若是換了洛朝煙,慕璃兒這么說,蕭遠暮早就上去開撕…但這是自己師父,她還能真動手不成?
蕭冷月手指點著下巴,側眼望著趙無眠,視線上下游走,還在琢磨著自己究竟會不會對無眠動情,因此倒是沒注意蕭遠暮的心情已經有些不對勁了。

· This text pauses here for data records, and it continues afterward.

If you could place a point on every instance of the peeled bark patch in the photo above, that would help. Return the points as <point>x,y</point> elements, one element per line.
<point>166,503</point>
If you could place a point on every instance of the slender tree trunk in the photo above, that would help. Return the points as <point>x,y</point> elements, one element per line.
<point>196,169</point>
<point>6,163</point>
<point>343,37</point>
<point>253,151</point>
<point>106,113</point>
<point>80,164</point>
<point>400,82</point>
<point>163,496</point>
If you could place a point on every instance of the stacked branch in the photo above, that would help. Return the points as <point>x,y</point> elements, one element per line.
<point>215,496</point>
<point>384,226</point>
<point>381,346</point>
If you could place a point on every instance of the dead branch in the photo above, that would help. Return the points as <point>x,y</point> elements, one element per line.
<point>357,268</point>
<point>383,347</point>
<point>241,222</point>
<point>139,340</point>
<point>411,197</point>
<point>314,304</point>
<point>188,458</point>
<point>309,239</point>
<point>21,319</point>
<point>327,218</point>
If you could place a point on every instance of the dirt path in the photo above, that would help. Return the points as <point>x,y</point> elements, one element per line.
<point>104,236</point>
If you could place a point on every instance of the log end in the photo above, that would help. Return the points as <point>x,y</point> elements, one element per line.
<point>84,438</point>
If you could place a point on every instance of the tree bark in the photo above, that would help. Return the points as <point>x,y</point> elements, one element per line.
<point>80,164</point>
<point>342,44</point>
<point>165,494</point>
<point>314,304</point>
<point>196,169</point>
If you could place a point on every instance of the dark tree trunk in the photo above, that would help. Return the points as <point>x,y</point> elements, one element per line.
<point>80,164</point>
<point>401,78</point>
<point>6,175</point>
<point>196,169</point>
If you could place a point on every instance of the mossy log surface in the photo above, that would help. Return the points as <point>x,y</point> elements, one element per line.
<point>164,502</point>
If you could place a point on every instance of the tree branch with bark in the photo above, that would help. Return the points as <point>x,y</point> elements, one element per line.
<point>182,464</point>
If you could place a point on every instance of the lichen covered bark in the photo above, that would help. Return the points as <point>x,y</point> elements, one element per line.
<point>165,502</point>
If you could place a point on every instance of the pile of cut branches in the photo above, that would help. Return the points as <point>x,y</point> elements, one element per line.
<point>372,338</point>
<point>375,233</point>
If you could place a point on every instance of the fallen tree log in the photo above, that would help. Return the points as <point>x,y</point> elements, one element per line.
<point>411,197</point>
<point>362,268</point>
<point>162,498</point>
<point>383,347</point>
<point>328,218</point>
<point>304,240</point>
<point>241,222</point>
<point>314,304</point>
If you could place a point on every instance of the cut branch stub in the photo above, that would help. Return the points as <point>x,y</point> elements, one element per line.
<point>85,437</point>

取來隨身攜帶的上好聽瀾酒,蕭遠暮頭也不回,直接便走,合上房門,屋內轉眼只剩趙無眠與蕭冷月兩人,安靜下來。
趙無眠的心開始跳,想著要不自己還是醒來和姨娘好生聊聊這事兒好了,但蕭冷月專門挑在他昏迷的時候說這事,明顯就是不愿讓他知道。
在蕭冷月心中,明顯還是很看重自己在趙無眠心中的姨娘形象。
趙無眠若真醒了,只會讓蕭冷月難堪。
念及此處,趙無眠也便繼續裝昏,雙目緊閉,可過人感知還是讓他得以察覺蕭冷月的一舉一動。
呼呼————
晚風拍打著窗紙,風雨聲在客棧外回響、
啵————
酒塞被拔出的細微輕響傳入趙無眠耳邊,旋即便是‘咕嚕咕嚕’的細微吞咽聲,蕭冷月似是為了壯膽,又似是為了讓自己喝醉,相當干脆便讓灌了一壺酒下肚。

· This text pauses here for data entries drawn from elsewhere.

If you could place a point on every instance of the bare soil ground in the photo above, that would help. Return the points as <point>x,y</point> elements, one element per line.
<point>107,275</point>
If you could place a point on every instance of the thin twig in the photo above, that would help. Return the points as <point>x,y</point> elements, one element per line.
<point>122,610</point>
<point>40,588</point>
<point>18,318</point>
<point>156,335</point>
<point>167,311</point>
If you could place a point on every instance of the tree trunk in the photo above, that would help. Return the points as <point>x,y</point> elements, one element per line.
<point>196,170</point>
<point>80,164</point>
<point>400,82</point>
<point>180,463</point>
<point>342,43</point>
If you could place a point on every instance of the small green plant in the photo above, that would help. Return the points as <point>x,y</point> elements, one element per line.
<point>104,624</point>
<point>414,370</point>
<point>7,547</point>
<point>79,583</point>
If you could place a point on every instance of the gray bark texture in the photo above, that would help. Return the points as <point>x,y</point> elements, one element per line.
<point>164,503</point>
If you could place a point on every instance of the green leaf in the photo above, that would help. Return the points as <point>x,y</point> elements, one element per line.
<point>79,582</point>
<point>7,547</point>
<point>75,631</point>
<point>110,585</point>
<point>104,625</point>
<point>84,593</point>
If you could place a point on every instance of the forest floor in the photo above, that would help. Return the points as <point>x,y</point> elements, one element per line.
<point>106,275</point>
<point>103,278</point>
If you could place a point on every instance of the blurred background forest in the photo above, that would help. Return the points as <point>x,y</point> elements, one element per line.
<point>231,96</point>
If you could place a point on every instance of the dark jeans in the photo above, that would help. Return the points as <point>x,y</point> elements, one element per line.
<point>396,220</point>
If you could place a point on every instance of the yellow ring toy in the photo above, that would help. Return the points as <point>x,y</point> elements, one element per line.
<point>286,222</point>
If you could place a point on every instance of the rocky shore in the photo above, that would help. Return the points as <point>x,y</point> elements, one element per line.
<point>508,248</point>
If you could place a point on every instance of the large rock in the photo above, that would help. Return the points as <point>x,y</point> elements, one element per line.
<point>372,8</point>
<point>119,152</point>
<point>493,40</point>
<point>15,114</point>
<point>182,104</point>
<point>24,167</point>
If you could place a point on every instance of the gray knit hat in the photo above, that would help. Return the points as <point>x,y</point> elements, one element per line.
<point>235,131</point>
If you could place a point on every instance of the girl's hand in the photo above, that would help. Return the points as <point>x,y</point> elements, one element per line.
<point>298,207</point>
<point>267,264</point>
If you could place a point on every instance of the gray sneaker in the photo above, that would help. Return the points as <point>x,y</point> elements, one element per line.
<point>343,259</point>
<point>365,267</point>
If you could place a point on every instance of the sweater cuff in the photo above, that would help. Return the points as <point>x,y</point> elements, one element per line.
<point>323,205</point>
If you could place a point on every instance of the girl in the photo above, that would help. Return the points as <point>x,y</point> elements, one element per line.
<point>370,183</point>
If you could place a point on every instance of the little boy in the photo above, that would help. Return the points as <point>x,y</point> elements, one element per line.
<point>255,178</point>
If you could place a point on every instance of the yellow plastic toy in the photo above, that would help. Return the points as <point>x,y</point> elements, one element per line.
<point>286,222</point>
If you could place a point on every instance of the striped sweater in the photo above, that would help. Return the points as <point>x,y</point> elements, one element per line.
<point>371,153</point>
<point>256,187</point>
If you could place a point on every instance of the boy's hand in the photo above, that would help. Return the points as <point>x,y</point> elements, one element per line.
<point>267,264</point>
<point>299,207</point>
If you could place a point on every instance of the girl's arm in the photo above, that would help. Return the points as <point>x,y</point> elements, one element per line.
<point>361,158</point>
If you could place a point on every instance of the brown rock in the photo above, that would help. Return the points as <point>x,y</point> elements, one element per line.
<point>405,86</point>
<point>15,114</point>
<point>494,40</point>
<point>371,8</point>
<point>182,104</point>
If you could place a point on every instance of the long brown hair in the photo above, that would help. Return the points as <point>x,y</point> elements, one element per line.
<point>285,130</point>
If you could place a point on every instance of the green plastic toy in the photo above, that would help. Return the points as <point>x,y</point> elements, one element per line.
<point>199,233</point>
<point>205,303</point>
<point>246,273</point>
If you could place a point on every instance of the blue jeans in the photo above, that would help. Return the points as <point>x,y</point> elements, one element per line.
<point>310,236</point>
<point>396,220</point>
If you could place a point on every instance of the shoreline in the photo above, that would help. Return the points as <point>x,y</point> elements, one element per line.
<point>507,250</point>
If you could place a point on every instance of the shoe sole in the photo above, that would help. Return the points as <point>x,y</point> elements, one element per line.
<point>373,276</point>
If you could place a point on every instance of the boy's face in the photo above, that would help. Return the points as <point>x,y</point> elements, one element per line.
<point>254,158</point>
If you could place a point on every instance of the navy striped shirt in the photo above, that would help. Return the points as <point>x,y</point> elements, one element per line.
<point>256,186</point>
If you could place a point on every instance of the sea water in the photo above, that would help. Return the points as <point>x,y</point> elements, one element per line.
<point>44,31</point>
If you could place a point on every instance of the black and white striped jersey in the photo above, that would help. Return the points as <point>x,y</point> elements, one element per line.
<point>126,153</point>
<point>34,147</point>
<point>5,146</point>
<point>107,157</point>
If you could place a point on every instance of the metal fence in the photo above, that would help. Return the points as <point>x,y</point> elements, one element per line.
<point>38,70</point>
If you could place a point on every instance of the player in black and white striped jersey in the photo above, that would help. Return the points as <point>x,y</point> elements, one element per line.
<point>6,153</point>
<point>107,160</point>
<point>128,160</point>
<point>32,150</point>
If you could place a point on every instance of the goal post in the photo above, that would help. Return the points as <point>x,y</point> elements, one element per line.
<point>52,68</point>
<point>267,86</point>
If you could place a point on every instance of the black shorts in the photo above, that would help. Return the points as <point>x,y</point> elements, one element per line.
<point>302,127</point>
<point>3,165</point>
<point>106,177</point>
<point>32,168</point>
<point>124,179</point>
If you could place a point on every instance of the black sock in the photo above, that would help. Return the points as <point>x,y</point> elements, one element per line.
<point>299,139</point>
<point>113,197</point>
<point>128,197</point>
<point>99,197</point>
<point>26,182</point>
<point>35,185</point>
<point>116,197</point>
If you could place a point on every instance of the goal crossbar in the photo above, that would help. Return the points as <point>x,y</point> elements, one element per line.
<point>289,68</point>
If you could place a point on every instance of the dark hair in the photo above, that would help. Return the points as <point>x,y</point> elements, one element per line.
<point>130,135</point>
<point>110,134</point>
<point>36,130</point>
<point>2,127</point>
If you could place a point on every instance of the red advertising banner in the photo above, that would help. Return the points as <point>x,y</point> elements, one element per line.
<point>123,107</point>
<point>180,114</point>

武魁高手可用內息排出酒液,若不想醉,自可千杯不倒,可若想醉,不用武功,自也與常人無異。
蕭冷月此刻顯然是想醉的,并非為了酒后亂性,生米煮成熟飯,而是為了短暫麻痹自己的神經,讓她盡可能忽略身份帶來的拘束,正兒八經直面本心。
蕭遠暮說的很對,蕭冷月肯定也不愿單純為了反離復辰就和趙無眠生娃娃…她若要生,肯定是喜歡趙無眠,想和他生。
此刻便是想不考慮姨娘與侄兒,不考慮趙無眠與蕭遠暮,只考慮蕭冷月與趙無眠這兩個人…只考慮若放下那些外物,蕭冷月真的會喜歡趙無眠嗎?
嘎吱——啪。
身側軟榻的重量一輕,幔帳被撩開,旋即便是空蕩蕩的酒壺被放在床頭柜上的輕響。
踏踏——
短短兩三步的腳步聲過去,幔帳似是又被撩開,放下,但身側的軟榻卻再無壓迫感傳來,蕭冷月似是站在床邊,細細打量著趙無眠。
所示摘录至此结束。